The guardian has an article about the
anger of Judges about governemtn interferance with justice. The things that the article point (to which a cliassical liberal like myself would add many more) out are:
- the recently implemented Criminal Justice Act 2003, which imposes mandatory and minimum sentences, reducing the judges' discretion to fit the punishment to the individual case;
- the Prevention of Terrorism Act 2005, which allows the home secretary to restrict individuals' liberty on suspicion of involvement in terrorist activities, with minimal oversight by the judges;
- the Inquiries Act 2005, which restricts the independence of judges appointed to chair inquiries, allowing ministers to decide what evidence is given in public and to block the disclosure of evidence.

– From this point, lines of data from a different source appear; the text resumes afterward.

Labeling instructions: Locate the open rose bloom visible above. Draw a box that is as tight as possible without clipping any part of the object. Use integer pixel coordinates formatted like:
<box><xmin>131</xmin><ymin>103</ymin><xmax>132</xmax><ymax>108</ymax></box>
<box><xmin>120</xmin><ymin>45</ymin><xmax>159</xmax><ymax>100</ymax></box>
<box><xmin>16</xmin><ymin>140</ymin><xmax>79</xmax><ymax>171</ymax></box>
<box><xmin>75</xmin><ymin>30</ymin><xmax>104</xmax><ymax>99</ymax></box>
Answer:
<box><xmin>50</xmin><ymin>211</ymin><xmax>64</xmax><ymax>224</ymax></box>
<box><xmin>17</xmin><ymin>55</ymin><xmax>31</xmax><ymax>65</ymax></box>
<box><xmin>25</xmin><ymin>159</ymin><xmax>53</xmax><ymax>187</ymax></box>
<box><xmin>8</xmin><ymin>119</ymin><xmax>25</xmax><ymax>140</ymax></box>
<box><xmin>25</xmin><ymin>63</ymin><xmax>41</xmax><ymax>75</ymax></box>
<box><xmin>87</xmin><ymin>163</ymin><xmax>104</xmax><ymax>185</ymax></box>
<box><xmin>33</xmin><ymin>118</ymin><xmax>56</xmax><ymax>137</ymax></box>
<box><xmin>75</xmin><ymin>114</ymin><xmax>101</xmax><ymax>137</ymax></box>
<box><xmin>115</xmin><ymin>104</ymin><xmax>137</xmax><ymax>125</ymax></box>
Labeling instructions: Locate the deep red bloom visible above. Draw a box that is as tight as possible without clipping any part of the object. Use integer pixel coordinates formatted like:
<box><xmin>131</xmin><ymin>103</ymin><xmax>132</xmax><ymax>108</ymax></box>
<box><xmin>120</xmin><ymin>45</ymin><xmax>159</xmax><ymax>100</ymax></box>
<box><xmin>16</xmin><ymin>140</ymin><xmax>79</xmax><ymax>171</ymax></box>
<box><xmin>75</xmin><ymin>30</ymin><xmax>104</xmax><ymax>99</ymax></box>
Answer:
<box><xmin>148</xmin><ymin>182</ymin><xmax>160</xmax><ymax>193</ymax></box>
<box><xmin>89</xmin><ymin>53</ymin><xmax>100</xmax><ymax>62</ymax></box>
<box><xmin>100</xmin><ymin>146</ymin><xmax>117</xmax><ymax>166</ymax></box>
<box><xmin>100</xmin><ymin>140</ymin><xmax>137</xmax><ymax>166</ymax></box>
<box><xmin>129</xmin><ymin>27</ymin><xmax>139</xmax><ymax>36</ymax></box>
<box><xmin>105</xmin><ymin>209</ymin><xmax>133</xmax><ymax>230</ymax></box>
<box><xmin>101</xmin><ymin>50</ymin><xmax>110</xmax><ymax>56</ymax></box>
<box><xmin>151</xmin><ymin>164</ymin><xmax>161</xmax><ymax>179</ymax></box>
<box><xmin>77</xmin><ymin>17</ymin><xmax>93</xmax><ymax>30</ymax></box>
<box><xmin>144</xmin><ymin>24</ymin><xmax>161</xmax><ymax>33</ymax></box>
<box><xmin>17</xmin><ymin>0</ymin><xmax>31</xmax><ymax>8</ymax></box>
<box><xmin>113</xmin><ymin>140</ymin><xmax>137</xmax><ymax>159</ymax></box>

This last one they claim is because of the costs of the Saville inquiry into Bloody Sunday, which is false. Had that been the problem then they could have introduced the legislation any time in their second term as for all of that time the the never ending Saville inquiry has been running, with obvious great expence. Not the Hutton inquiry is a much more likely cause as it did cause real embarrasment for New Labour as it gathered evidence by bringing to the surface the real reasons that we had gone to war, and the lies that the Tyrant Blair used to cover them up. It was only the tightly limited terms of reference, which basically stated that all the blame must be put on the BBC, that saved them. The Inquires act of 2005 is there to make sure close shaves like Hutton do not happen again, if the judge starts to investigate the 'wrong' things (e.g. stuff that is embarrassing to Tony Blair), then they just change the terms of reference to stop him. If the judge looks like coming to the 'wrong' conclusion (e.g. one embarrassing to Tony Blair) they shut him down before he can report.